Tekil Mesaj gösterimi
Alt 08-13-2015, 05:00 PM   #2
meltem
Senior Member
 
Üyelik tarihi: Apr 2015
Mesajlar: 11.064
Standart

Hey, bir “Sam” gördüm sanki!

Gerek siperler arası geçişerde, gerekse umarsızca etrafta dolaşmalarımız esnasında düşman tarafından fark edilebiliyoruz. Fark edilme durumunu ikiye ayırabiliriz. İlk seviyede, düşmanlar bir şey gördüklerini, bir şeyin hareket ettiğini hissediyor ve sadece dikkat kesiliyorlar. Bir süre ses çıkmazsa tekrar sakin hayatlarına devam ediyorlar. Eğer ses çıkarmaya ya da hareket etmeye devam edersek, bu sefer ekranda beliren fark edilme derecesi kırmızıya dönüşüyor ve herkes alarma geçiyor. Deli danalar gibi etrafta koşuşturmaya, bağırışmaya ve hatta ateş etmeye başlayan düşmanlardan kurtulmak için bir an evvel başka sipere saklanmamız gerekiyor.

Düşmanlar tarafından fark edildiğimiz anda, son görüldüğümüz yerde bir silüetimiz oluşuyor. Gizlilik temalı oyunlarda benzer bir teknik kullanılıyor olsa da Conviction’da bu sistem en üst seviyeye çıkarılmış ve üzülerek söylüyorum ki, oyunu fazlasıyla kolaylaştırmış. Hatırlarsanız, demo yazısında da benzer bir tespit yapmıştım ve asıl oyunda bunun düzeltileceğini umduğumu söylemiştim. Kesinlikle şurası bir gerçek ki, “son görüldüğün nokta” sistemi, en yüksek zorluk seviyesinde bile yapay zekanın çuvallamasına neden oluyor.

Bir kere sistemin işleyişinde hata var. Şöyle ki, herhangi bir anda görüldüğünüz diyelim ve silüetiniz de o noktada oluştu. Hemen yerinizi değiştiriyor ve rakiplerinizin, silüetin olduğu yere gidişini izliyorsunuz. Tam bir yapay zekasızlık örneği göstererek, rakiplerimiz toplu halde silüetin olduğu yere doğru, savunma oluşturmayı akıllarına bile getirmeden, saf saf ilerliyor. İster yol üstüne bomba yerleştirin, isterseniz de atış poligonunda atış talimi yapar gibi silüete doğru giden düşmanları teker teker indirin. Seçim size kalmış.
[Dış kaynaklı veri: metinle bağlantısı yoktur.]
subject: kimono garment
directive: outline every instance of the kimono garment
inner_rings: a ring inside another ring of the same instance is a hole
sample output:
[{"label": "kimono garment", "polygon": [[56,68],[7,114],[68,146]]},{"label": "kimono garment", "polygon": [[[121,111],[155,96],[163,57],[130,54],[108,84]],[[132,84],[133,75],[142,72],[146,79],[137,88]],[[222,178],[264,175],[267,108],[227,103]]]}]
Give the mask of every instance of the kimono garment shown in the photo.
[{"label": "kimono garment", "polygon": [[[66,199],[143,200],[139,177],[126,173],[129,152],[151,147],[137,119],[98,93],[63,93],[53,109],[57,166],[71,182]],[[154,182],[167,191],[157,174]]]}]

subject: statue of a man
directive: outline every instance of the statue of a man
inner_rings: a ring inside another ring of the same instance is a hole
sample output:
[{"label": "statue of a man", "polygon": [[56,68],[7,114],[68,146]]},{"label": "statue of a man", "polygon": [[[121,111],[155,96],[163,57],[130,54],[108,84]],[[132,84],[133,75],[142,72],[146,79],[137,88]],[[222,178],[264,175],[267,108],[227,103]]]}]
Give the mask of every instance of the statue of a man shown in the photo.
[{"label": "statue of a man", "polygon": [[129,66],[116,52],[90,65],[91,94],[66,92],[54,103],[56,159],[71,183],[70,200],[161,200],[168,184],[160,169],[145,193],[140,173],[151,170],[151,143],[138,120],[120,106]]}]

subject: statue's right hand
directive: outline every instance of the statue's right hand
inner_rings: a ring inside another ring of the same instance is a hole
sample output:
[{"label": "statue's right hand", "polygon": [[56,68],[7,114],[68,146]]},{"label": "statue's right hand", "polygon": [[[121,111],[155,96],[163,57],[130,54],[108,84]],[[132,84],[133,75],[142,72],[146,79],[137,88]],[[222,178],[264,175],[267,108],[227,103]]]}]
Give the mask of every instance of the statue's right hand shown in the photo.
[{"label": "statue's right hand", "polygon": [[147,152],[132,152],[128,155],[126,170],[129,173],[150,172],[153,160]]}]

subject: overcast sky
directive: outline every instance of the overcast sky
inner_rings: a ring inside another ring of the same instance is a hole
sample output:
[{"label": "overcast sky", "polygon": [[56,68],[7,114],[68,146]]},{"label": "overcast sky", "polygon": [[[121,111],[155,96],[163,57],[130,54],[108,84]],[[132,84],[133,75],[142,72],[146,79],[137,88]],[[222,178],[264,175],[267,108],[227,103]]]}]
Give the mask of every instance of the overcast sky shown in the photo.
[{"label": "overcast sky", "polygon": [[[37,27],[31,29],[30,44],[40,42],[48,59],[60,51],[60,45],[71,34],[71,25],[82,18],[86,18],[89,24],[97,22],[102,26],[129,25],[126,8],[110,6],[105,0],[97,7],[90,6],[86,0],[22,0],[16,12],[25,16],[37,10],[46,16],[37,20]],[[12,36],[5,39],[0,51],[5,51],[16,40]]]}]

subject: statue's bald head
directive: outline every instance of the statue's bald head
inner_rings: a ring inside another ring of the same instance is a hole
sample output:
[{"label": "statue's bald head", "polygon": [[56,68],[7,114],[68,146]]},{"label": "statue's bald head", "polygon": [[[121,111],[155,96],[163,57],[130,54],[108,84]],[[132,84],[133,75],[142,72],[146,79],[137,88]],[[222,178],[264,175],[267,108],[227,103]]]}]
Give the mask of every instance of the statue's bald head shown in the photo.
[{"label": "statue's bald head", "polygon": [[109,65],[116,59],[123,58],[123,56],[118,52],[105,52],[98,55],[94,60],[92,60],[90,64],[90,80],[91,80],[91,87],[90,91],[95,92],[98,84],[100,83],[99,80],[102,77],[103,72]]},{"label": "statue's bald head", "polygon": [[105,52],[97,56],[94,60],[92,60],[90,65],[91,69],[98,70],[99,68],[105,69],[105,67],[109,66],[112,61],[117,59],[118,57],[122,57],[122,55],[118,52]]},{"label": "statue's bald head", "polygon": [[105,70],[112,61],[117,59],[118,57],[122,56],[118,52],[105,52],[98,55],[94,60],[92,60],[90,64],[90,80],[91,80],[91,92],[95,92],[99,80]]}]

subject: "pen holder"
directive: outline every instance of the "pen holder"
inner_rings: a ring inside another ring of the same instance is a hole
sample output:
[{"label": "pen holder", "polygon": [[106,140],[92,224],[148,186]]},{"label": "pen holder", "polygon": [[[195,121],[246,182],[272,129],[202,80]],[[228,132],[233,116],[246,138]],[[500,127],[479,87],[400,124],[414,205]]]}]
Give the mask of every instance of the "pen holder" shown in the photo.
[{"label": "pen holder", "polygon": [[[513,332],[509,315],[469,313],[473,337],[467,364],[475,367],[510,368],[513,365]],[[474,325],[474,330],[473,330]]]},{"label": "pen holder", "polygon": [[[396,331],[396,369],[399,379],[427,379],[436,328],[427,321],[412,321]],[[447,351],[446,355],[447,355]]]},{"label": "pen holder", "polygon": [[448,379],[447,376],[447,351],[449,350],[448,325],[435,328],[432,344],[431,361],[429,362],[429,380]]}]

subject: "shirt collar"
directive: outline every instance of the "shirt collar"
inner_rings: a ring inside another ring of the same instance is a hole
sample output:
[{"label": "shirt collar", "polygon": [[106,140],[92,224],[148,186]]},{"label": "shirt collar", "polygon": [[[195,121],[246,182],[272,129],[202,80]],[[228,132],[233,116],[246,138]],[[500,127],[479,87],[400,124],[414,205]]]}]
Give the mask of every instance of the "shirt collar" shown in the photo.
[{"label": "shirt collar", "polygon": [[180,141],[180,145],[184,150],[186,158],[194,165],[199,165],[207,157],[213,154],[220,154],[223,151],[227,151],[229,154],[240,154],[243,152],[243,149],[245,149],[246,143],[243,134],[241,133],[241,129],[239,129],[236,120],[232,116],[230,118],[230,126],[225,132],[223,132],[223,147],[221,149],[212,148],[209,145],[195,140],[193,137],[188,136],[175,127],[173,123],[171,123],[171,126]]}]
Ne yapmamız gerektiğini gösteren ipuçları sinematik bir gösterimle karşımıza çıkıyor

Silüetin oluşması, oyunu öyle kolaylaştırıyor ki, en zor seviyede dahi iki nokta arasında gidip gelerek 20’den fazla kişiyi hiç zorlanmadan öldürmeyi başardım. Bu benim becerimi değil, silüet sisteminin ne denli hatalı olduğunu gösteriyor. Size daha da elim bir örnek vereyim. Ofis bölümlerinden birinde içerisinde 16 düşmanın olduğu bir odaya girdim ve girer girmez hemen camdan dışarı fırladım. Aşağı düşmek gibi bir şey söz konusu değil, çünkü Fisher hemen köşelere tutunuyor. Yapay zeka ne yapıyor dersiniz? “Hey, nereye gitti bu adam?” nidalarıyla etrafa bakınıyorlar. Şimdi işin en kolay kısmına geldik. Sam, pencere kenarlarında sanki sokakta yürü gibi, rahatlıkla hareket ettiğinden, bir sağa bir sola seri biçimde yer değiştirebiliyoruz. Bir pencereden ateş edip hemen diğer pencereye geçiyoruz. Bizi kolay kolay fark edemedikleri için bu yöntemle hiç zorlanmadan tüm adamları öldürmeniz işten bile değil. Diyelim ki, fark ettiler ve pencere dibinde silüetiniz oluştu. Hiç sorun değil, hemen iki pendecere yan tarafa gidin. “Acaba aşağı mı atladı bu adam, vah vah” diyerek saf saf aşağı bakan düşmanlar görmeye başlayacaksınız. Düşmanların kafalarını uzatıp aşağıya bakmaları, headshot taliminin sizi beklediği anlamına geliyor. Tüm düşmanların hayatları elinizde. Bundan sonrası becerinize değil, insafınıza kalmış.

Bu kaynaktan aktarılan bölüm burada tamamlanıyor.